I grew up in the 80’s and 90’s in a time before cell phones, home internet, and tv on demand. I would spend those two weeks in the mountains with my sister and cousin playing. We would explore and hike or walk barefoot following the creek with that crisp cool water while our socks and shoes sat on the bridge waiting for us to come back. We played make-believe and ran around in that warm summer sun.
My grandparents had a pack of dogs that would follow us kids around to make sure we stayed in line. We would only go inside to eat a quick lunch and then to eat dinner, and take our baths at night and then sleep like a rock only to get up early the next morning and do it all over again. Sleeping up in those mountains always came easy.

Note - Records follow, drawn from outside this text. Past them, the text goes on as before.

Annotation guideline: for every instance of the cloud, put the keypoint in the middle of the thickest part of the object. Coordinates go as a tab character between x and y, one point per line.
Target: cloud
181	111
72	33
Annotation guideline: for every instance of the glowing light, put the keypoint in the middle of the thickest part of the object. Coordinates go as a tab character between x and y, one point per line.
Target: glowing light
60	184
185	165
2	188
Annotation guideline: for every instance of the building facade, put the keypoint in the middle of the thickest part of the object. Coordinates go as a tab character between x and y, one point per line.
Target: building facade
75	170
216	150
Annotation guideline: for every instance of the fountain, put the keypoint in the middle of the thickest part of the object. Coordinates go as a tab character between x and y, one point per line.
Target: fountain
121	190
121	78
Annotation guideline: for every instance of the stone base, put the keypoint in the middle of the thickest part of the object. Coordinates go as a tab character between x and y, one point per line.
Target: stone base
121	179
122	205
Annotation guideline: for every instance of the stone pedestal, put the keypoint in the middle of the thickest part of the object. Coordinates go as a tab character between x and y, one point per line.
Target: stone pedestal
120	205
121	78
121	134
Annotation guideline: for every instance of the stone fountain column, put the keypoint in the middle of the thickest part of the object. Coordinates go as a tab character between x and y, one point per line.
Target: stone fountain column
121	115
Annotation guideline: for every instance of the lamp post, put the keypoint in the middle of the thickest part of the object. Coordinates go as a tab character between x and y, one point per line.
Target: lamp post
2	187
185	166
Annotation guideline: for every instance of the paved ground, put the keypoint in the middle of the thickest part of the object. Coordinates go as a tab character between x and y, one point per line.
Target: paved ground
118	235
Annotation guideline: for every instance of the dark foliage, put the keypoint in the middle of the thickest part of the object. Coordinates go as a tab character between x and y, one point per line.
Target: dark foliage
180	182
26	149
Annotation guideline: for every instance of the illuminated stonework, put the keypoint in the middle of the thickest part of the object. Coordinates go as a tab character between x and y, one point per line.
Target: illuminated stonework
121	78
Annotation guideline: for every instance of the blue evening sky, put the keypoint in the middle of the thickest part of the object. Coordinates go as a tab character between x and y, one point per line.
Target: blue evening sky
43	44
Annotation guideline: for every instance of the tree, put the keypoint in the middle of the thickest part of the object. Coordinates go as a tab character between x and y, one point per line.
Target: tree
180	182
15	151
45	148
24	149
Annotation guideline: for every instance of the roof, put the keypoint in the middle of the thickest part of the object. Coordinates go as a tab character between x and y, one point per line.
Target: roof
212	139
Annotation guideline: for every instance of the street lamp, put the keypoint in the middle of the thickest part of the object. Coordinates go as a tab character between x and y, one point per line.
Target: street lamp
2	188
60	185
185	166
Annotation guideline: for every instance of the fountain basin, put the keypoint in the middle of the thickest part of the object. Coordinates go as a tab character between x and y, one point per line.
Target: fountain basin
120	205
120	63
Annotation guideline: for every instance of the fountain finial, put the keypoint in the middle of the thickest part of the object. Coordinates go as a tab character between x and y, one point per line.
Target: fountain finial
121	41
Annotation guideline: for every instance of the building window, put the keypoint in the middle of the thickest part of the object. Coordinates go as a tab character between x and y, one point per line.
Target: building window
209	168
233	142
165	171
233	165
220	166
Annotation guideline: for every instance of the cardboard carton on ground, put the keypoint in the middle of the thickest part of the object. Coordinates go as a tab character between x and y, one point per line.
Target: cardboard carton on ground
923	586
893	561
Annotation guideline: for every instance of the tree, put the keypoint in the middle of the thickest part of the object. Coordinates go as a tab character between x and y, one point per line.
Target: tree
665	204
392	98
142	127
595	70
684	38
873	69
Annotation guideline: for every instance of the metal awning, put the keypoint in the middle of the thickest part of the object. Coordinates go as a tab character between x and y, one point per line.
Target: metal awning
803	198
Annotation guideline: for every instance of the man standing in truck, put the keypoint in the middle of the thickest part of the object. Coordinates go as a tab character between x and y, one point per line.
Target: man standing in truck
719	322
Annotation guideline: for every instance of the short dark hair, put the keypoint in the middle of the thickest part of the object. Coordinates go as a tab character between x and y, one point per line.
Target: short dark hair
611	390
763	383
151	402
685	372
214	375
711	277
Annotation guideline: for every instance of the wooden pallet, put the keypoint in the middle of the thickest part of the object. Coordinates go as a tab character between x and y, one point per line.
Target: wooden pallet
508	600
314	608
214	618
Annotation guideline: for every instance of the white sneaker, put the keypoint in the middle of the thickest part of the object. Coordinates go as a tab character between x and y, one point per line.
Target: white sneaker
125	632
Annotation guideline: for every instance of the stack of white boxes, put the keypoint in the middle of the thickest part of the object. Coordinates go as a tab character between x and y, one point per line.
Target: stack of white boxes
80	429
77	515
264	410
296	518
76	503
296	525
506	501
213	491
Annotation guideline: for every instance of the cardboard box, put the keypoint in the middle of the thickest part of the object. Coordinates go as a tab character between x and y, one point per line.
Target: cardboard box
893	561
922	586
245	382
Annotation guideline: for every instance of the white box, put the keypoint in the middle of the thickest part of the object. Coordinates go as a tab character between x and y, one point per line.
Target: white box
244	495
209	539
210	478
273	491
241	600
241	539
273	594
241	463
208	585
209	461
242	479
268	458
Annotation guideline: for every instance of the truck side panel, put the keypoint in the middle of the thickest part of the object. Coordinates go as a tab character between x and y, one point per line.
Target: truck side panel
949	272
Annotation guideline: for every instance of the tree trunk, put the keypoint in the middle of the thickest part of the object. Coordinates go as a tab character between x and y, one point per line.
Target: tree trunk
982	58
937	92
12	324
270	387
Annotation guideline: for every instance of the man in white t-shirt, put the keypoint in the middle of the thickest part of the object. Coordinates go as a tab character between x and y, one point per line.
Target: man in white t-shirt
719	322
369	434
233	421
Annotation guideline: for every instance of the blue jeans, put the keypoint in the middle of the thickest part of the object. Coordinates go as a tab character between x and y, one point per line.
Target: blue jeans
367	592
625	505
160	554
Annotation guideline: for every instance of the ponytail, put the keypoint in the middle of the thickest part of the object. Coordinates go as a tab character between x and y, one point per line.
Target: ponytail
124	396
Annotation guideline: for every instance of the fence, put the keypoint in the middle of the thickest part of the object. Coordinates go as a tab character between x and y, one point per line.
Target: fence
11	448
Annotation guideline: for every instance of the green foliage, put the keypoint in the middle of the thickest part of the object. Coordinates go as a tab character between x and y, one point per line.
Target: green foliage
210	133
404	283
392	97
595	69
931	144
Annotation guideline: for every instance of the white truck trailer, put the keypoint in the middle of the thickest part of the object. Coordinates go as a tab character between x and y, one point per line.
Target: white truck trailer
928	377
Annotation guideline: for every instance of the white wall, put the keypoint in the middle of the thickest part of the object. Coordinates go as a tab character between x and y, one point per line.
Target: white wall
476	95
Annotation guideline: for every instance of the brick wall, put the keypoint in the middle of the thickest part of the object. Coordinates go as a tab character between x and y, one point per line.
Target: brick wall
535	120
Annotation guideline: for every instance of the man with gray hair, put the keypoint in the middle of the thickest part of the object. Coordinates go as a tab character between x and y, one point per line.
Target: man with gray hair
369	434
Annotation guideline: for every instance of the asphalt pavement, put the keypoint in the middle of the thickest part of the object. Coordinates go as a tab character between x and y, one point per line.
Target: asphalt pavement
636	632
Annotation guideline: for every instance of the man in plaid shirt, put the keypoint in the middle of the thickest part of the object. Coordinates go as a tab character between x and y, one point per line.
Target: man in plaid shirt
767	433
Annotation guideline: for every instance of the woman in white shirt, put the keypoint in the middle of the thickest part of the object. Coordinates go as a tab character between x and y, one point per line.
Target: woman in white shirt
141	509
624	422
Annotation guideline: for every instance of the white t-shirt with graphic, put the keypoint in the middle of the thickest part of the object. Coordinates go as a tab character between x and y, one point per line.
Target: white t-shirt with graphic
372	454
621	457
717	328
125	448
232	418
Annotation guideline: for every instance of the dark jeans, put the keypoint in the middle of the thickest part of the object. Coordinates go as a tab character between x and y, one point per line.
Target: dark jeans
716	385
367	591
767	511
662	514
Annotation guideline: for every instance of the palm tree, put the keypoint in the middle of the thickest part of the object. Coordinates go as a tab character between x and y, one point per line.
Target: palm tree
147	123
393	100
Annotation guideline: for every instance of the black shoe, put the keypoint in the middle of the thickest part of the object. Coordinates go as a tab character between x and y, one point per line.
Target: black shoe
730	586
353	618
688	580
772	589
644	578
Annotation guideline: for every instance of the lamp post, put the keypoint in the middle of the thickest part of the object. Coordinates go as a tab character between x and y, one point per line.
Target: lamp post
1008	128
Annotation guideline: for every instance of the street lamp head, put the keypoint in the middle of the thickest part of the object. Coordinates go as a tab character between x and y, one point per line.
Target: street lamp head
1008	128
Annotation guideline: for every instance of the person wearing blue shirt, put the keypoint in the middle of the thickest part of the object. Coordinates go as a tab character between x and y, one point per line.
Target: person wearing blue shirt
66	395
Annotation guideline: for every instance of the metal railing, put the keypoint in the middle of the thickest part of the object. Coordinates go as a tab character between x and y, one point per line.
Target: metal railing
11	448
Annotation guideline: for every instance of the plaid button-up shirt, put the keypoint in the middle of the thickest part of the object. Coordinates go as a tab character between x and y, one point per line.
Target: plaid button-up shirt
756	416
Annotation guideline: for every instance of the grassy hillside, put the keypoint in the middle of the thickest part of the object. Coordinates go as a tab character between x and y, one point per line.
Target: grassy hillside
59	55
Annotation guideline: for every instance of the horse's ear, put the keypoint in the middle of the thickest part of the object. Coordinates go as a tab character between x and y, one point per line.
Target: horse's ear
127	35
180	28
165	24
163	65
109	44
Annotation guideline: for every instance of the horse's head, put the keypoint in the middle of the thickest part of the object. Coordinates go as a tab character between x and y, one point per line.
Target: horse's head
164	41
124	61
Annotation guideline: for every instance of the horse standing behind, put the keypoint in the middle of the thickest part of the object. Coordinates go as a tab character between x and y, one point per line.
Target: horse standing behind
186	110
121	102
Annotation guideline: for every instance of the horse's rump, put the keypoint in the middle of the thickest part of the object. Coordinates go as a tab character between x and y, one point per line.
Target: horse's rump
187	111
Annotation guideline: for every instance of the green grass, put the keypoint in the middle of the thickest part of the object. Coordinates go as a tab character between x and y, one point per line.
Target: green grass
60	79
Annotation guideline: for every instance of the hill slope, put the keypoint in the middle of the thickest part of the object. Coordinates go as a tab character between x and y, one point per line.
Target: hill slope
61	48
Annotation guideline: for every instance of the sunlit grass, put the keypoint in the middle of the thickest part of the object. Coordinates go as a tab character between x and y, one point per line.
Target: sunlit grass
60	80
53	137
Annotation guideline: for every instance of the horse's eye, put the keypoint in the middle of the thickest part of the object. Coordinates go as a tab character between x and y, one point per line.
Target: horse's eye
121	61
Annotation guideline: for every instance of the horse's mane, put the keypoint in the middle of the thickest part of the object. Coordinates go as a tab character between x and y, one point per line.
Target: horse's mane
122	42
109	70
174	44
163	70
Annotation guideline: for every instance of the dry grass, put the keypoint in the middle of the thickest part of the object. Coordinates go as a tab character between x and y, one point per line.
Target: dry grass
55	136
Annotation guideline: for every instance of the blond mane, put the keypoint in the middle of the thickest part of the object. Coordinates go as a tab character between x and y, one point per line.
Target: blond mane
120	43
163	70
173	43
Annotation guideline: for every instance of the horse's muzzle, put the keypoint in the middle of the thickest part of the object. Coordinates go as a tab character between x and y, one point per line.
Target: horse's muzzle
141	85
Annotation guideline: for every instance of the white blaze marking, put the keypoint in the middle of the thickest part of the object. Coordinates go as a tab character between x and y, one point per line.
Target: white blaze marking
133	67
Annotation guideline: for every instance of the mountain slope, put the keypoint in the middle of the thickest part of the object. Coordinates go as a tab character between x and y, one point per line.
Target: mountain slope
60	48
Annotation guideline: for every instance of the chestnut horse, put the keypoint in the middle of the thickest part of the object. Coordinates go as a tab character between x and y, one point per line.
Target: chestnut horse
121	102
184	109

My grandmother had hummingbird feeders that lined the front porch and at dusk every night it was a tiny hummingbird feeding frenzy, in my little mind it seemed like hundreds of the tiny little birds. I remember that my grandmother would hum songs as she did her daily chores. To this day I have had quite a few instances where a little hummingbird has buzzed directly in my face and just stays there, and I know that is my grandmother stopping by to say hello from heaven.
That little refuge of my grandparent’s mountain property shaped me as a person with love and respect for nature and my place in it. I remember my grandmother would see a spider in her house and tell me that we needed to leave him alone and we needed to live with them because it was their world and their space too. Those mountains taught me that there is a bigger picture out there and I am part of that big picture.